By switching pagination strategies from offset-based to keyset pagination, we have effectively reduced the query duration from 47.580ms to just 0.084ms - that's a 566x faster query producing the same result!

Caveats

At this point i have to note that ChatGPT is by no means perfect and it's suggestions shouldn't be followed blindly. While it identified an issue with the query and correctly pointed out a better way to query for the data we wanted, it also gave incorrect/unhelpful suggestions:

Index on id column: Since the query involves sorting based on the id column in descending order, you can create an index on the id column to speed up the sorting operation. However, keep in mind that creating an index on a primary key column (which is already indexed by default) may not provide a significant performance improvement.

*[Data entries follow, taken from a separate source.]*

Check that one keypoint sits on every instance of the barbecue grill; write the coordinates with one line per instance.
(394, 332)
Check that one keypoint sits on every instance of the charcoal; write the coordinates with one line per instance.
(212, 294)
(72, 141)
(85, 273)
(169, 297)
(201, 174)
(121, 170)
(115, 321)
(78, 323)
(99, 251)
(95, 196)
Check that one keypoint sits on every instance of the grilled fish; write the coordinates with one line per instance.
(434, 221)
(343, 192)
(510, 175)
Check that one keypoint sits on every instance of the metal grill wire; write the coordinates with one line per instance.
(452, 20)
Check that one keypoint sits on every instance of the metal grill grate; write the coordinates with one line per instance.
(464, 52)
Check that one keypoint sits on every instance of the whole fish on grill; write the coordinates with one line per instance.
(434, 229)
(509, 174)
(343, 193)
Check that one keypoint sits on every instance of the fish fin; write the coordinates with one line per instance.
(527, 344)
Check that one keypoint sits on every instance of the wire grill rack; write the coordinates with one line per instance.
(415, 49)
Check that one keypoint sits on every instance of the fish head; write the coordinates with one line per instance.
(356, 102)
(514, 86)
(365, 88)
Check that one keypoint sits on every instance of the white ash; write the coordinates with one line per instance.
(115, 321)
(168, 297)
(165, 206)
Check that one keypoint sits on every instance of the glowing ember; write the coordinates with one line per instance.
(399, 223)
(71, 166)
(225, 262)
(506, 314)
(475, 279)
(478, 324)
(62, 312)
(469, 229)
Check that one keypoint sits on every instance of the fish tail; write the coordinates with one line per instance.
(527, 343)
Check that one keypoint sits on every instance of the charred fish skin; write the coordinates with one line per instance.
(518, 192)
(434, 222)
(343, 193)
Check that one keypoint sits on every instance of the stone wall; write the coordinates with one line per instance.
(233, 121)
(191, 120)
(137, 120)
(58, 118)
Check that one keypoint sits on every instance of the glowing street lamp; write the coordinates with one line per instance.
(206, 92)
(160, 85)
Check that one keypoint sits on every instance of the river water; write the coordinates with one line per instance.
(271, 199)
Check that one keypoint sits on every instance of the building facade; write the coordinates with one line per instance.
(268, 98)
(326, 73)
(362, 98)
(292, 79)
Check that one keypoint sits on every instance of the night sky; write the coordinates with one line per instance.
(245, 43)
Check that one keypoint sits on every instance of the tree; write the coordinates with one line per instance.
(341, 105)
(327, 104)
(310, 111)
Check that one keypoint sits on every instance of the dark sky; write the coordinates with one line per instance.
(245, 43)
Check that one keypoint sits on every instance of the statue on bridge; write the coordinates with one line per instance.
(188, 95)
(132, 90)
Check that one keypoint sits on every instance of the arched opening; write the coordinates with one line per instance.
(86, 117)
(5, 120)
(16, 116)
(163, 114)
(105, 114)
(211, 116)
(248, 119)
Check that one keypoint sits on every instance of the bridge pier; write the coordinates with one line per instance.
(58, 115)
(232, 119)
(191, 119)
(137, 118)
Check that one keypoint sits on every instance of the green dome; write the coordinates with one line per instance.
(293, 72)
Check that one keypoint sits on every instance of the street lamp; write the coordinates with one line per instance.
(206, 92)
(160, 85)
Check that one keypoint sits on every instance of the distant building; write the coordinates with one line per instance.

This is wrong because as you can see above, the id column is our primary key, which is automatically an indexed column in postgresql.


Query Optimization: Depending on your specific requirements, you might consider optimizing the query itself. For example, if you only need the meta column, you can modify the query to retrieve only that column, which can reduce the amount of data being processed and improve performance.

This is unhelpful as we are already doing that.



So take the advice you get with a grain of salt and never implement it blindly. Test the suggested improvements thoroughly and also make note of contextual changes like possibly higher cpu/memory usage while testing.